The reason most of us begin a journey of personal transformation, striving to emerge our potential and clarify our life-purpose, is as a result of the pain and trauma we have experienced. Rarely is the journey taken for the sake of self improvement alone. More often than not this is a journey conceived out of dissatisfaction, depression and despair. Why are we shackled to our pain, sadness and trauma? Why does it seem despite our best efforts that we are unable to set ourselves free? Why are we repeatedly tortured by thoughts, feelings and images that leave us feeling worse about ourselves every time? The answer is simple. We are held hostage by our memories. The moment in which the trauma was conceived has passed and yet our memories can make it feel like yesterday. In fact our memories can make it feel as if it is happening right now. Such is the power of memory.

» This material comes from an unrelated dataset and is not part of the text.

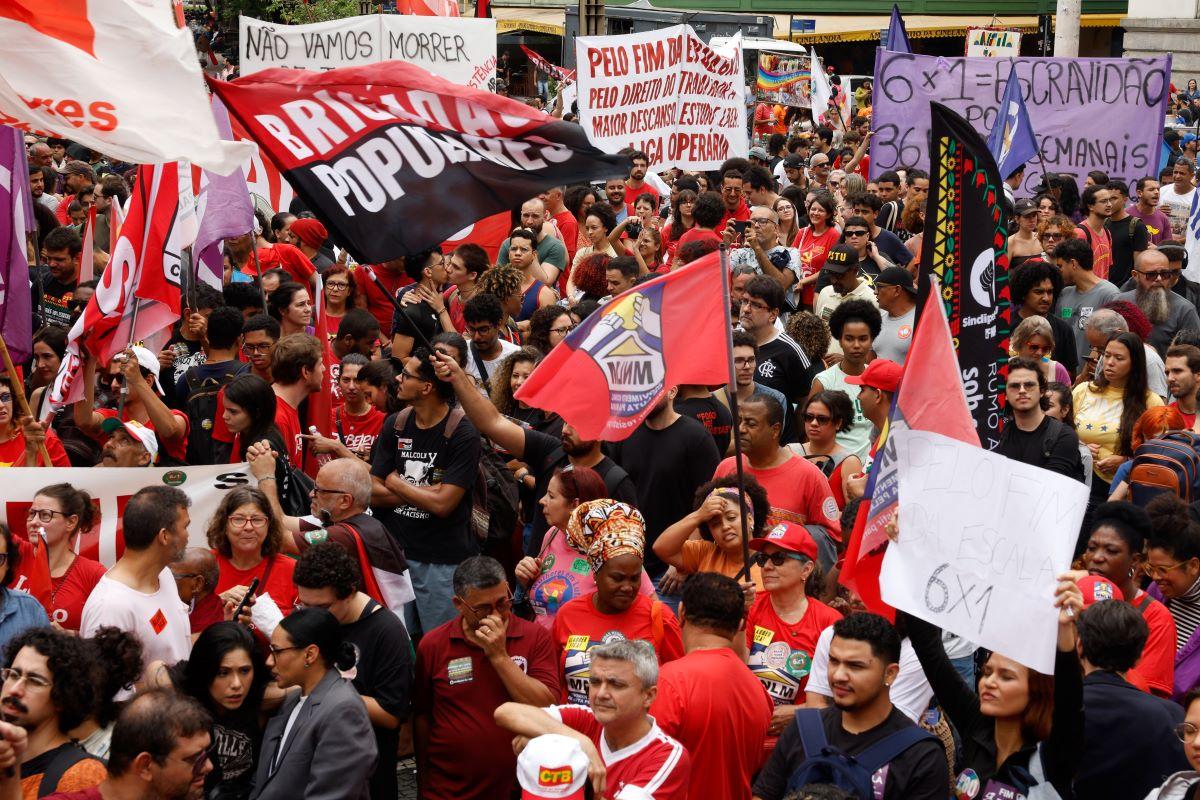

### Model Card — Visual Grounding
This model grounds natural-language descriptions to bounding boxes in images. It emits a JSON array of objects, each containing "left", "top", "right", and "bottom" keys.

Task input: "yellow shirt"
[{"left": 1070, "top": 383, "right": 1163, "bottom": 482}]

Because our memories maintain a precise record of every event and experience, they in fact hold the key to most of our problems. We cannot change the past but we can change the way the past affects us in the present. Memories hold the key to our liberation. We need to understand that when something negative, painful and traumatic takes place, it is recorded in the memory (the sub- conscious mind). If the way that it has been recorded is left unquestioned or unchallenged, whenever the mind returns back to that memory it will replay the episode/event in the form that it was recorded. In other words, whether 5, 10 or 20 years have passed, we will experience it as if it were today.

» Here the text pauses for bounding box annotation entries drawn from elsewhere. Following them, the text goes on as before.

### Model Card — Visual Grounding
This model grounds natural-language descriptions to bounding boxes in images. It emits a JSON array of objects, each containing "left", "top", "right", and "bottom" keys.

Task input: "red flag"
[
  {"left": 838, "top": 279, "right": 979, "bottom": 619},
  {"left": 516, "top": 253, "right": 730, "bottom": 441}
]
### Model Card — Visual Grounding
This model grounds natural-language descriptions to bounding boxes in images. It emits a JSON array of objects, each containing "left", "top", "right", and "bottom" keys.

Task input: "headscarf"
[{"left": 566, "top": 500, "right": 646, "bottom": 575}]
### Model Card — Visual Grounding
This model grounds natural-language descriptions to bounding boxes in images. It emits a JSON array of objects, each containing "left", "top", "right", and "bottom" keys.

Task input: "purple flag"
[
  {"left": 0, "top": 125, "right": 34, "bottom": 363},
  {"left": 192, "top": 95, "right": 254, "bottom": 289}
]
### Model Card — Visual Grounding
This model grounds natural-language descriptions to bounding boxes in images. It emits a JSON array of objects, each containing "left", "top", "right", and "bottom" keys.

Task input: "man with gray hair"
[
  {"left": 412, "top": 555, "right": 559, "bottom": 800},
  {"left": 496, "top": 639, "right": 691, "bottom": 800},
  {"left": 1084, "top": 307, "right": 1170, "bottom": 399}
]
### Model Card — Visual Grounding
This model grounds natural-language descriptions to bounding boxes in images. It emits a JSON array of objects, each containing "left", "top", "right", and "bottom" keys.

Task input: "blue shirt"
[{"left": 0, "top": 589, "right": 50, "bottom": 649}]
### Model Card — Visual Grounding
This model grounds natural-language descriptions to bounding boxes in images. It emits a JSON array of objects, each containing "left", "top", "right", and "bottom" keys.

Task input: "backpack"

This is why so many of us, despite the improvements we’ve made in our lives, or how far we’ve moved on from particular events, find that if certain stimuli come in front of us today they can take us back to a moment in time we’d rather forget. All the fears, emotions and feelings belonging to that moment long gone come flooding into the present; once again we’re reminded we’re still a prisoner, such is the hold that memories have over us. This is why we need to transform the disabling power that some memories have by using the power of the conscious mind to question and review the past and where necessary reframe it. Remember, who you were yesterday is not an accurate reflection of who you would choose to be today.

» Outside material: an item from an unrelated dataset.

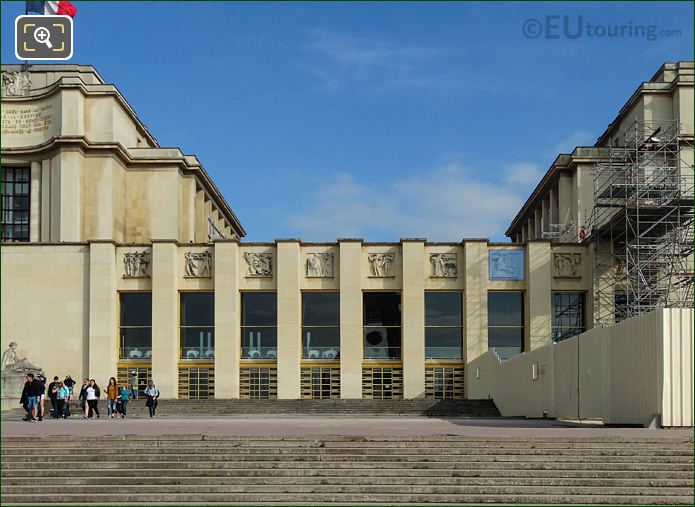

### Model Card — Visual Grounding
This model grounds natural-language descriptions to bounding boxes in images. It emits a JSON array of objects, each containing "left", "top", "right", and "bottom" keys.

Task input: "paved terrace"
[{"left": 2, "top": 416, "right": 693, "bottom": 439}]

The power of imagination is arguably our greatest gift when used constructively and creatively in our own best interests. If we leave a memory of the past unchallenged and do not seek in some way to rectify it, to make peace with it and so leave it behind, we will continue to be troubled by events that in fact really have no power over us at all but like parasites they sit absorbing our power. The only power unwanted memories have over you is the power that you continue to let them have.
Through creative visualisation, reframing, positive affirmation etc., you can mould those memories in such a way that the negative influences dissolve and disappear. By travelling back down the corridor of time and facing what needs to be faced and also putting right the injustices of your past (see handouts Creative Visualisation and Reframing, Focusing with Faith and Personal Prayer) you are able to create inner peace by healing and resolving painful memories. Each time you return to these memories and reframe, realign and make peace with them, you reduce the influence of the past to such an extent that eventually whenever your mind does go back to that point in time you simply don’t feel about it the way you once did. It isn’t able to bully you into a prescriptive set of thoughts and feelings. Quite simply you’ve rewritten the script. You’ve realised that the people, the events and the reasons for your trauma may continue to live on in your mind but if you mould your memories, using the right methods and tools, then you no longer need to be imprisoned within your own life.